Any adjustment in estimated profit requires that the amortization rate
be revised retroactively to the date of policy or contract issuance
("unlocking"), which could be significant. The cumulative difference
related to prior periods is recognized as a component of the current
period's amortization, along with amortization associated with the
actual gross profits of the period. In general, increases in estimated
returns result in increased expected future profitability and may
lower the rate of amortization, while increases in lapse/surrender and
mortality assumptions or decreases in returns reduce the expected
future profitability of the underlying business and may increase the
rate of amortization.
One of the most significant assumptions involved in the estimation of
future gross profits for variable universal life and deferred annuity
products is the assumed return associated with future separate account
performance. To reflect the near-term and long-term volatility in the
equity markets this assumption involves a combination of near-term
expectations and a long-term assumption about market performance. The
overall return generated by the separate account is dependent on
several factors, including the relative mix of the underlying
sub-accounts among bond funds and equity funds as well as equity
sector weightings.
14
Forward-Looking Information/Risk Factors
In connection with the "safe harbor" provisions of the Private
Securities Litigation Reform Act of 1995, the Company cautions readers
regarding certain forward-looking statements contained in this report
and in any other statements made by, or on behalf of, the Company,
whether or not in future filings with the Securities and Exchange
Commission ("SEC"). Forward-looking statements are statements not
based on historical information and which relate to future operations,
strategies, financial results, or other developments. Statements using
verbs such as "expect," "anticipate," "believe" or words of similar
import generally involve forward-looking statements. Without limiting
the foregoing, forward-looking statements include statements which
represent the Company's beliefs concerning future levels of sales and
redemptions of the Company's products, investment spreads and yields,
or the earnings and profitability of the Company's activities.

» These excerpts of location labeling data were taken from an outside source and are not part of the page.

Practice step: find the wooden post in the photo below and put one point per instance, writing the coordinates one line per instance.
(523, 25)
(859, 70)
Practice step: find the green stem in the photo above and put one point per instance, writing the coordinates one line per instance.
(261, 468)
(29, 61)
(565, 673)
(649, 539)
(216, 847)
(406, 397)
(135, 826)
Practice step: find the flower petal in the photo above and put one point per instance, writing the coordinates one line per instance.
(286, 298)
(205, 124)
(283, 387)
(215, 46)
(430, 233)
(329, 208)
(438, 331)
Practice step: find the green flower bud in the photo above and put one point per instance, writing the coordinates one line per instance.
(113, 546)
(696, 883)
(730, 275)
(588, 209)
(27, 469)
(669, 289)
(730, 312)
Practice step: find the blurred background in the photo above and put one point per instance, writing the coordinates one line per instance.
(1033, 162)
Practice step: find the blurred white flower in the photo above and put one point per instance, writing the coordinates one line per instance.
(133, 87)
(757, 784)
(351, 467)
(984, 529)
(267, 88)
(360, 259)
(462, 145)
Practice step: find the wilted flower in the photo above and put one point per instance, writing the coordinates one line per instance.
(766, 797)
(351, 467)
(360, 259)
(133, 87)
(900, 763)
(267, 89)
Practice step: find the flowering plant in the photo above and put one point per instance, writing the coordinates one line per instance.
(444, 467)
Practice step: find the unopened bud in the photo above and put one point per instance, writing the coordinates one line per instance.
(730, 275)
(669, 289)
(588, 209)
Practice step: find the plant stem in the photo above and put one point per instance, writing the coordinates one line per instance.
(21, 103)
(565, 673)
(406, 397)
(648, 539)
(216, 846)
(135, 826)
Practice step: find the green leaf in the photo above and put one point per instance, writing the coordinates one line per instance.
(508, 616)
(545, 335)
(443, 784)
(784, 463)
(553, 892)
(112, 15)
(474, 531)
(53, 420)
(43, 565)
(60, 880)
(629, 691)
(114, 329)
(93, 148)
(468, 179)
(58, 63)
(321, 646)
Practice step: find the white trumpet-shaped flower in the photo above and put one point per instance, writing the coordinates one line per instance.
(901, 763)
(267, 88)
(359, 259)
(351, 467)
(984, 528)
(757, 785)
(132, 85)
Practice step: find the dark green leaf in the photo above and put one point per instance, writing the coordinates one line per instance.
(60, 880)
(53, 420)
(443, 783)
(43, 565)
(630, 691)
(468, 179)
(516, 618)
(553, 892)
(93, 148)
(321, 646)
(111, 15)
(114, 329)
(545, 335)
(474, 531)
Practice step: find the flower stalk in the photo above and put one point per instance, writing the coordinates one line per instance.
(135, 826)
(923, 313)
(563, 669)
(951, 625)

Forward-looking statements are necessarily based on estimates and
assumptions that are inherently subject to significant business,
economic and competitive uncertainties and contingencies, many of
which are beyond the Company's control and many of which are subject
to change. These uncertainties and contingencies could cause actual
results to differ materially from those expressed in any
forward-looking statements made by, or on behalf of, the Company.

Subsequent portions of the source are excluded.